ATÉ ESSE MOMENTO

Lembrarás então o pai aqui sentado
A máquina de escrever no chão
Os discos na parede entre a luz e o pó

Irão passar talvez muitos anos
Farás promessas que não vais cumprir
E dirás ruas para voltar noutras horas

Será como quem percorre um caminho
Iluminado pela luz do teu olhar
À procura das palavras subterrâneas

Lembrarás então o pai aqui sentado
Um gelado presente do indicativo
E silencioso que não fala – não esquece

Passarás nas tuas mãos um fio
Será talvez a memória das noites
O tempo do leite e das fraldas

Será como quem procura descobrir
Nos desenhos (nos cadernos escolares)
Uma outra maneira – a tua outra voz

Lembrarás então o pai aqui sentado
Não como pai mas como anónima pessoa
Surpresa a esperar no céu do outono

Terás nas tuas mãos um retrato
O voo das aves por cima da casa
Como inesperada vírgula do tempo

Será como quem procura fragmentos
Num momento ou talvez num lugar
Na tua idade como um portão aberto

9 thoughts on “ATÉ ESSE MOMENTO”

  1. Provavelmente você até é um tipo porreiro (embora alguns dos seus colegas do BPA a quem falei de si, digam: “o gajo tinha a mania”, seja lá o que for que isso quer dizer). Agora enquanto poeta, se não faz melhor do que isto, convenhamos que a poesia passava bem com um poeta a menos.

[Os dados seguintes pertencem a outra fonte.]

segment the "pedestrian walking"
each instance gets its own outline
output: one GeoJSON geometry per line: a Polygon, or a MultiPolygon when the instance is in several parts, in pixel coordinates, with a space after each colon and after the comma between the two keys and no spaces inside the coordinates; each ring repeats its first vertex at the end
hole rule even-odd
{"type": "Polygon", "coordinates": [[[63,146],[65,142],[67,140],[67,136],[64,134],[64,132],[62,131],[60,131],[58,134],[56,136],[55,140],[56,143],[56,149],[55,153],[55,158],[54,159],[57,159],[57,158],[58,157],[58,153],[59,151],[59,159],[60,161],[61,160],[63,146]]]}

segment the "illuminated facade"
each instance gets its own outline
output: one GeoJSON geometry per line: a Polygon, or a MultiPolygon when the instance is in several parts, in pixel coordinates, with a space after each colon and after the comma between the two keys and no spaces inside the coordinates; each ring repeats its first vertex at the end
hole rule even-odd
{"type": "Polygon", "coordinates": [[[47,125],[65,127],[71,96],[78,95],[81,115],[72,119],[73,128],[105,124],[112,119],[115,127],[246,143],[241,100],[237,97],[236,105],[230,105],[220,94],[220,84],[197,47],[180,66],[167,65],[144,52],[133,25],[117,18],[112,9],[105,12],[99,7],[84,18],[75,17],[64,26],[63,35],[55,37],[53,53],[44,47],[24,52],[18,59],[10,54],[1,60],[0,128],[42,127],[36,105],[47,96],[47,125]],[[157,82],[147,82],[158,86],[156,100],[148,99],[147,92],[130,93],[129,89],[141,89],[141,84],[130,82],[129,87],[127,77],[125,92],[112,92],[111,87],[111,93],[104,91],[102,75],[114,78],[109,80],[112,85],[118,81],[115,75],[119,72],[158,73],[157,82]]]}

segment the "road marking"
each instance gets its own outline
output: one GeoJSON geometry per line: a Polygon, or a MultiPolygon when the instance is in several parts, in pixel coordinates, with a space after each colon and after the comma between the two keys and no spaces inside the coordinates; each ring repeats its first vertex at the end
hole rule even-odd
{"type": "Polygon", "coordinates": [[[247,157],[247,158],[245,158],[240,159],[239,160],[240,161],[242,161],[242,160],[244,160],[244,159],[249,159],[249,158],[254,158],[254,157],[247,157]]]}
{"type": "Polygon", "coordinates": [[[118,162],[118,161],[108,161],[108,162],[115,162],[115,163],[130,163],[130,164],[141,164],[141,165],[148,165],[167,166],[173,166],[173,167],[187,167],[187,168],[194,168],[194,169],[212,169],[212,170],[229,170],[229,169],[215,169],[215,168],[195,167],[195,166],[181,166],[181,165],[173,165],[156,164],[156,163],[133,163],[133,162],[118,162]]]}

    Se gosta e “precisa” mesmo de escrever, dedique-se à prosa. Não é um Eça, mas nos dias melhores, lê-se.

    Cumprimentos.

  2. Este poema já foi publicado por ti, aqui no Aspirina, há uns tempos atrás. Quem se lembra ponha um dedo no ar! Procura, cáxas. Pá, o Fósforo, nestes casos, costuma dar resultado. Experimenta. Mas agora, vê lá, não tomes uma caixa inteira, sobretudo se forem «Quinas» extra longos.

  3. Senhor Jonas as opiniões são livres mas este poema e muitos outros fazem parte do livro «Mansões abandonadas» publicado no Brasil pela Editora de São Paulo «Escrituras Editora». como vê (e ainda bem) nem todos pensam o mesmo.

  4. mansões abandonadas no brasil com escrituras editora é a nova campanha da remax para sair da crise imobiliária com patrocínio dos amorfos quinas.

  5. oh xico! põe lá aquele qeu gosto, o das vogais… iniciais ou lá como é que aquela porra se chama, deve ter dado um trabalhão a fazer rimais só com vogais.

  6. sai anúncio da remax brasil com foto do colaborador do mês. oh jonas! na compra de um exemplarzézinho do iniciais levas de brinde um t1 em copacabanamasnãocai.

  7. E vem, vem mesmo a cagar, ora essa! Quem o diz é o da benedita. Ora bota lá o texto com sabor a samba, agora que estamos no Carnaval, cagente gosta, ó não tás a ver? É caso para dizer: «Atão, pá, já chegámos ao Brasil?» E relata o Jonas que já eras conhecido lá no BPA como um «gajo que tinha a mania»! Tem vergonha pá, não te estiques que não merece a pena. Tem juízo e menos cagança. É isso que te perde, pá. Até podias ser mau poeta (e és!), que tinhas desculpa. Mas com essa doença de ser «grande», dás cá um enjoo que chega ao vómito. Porra!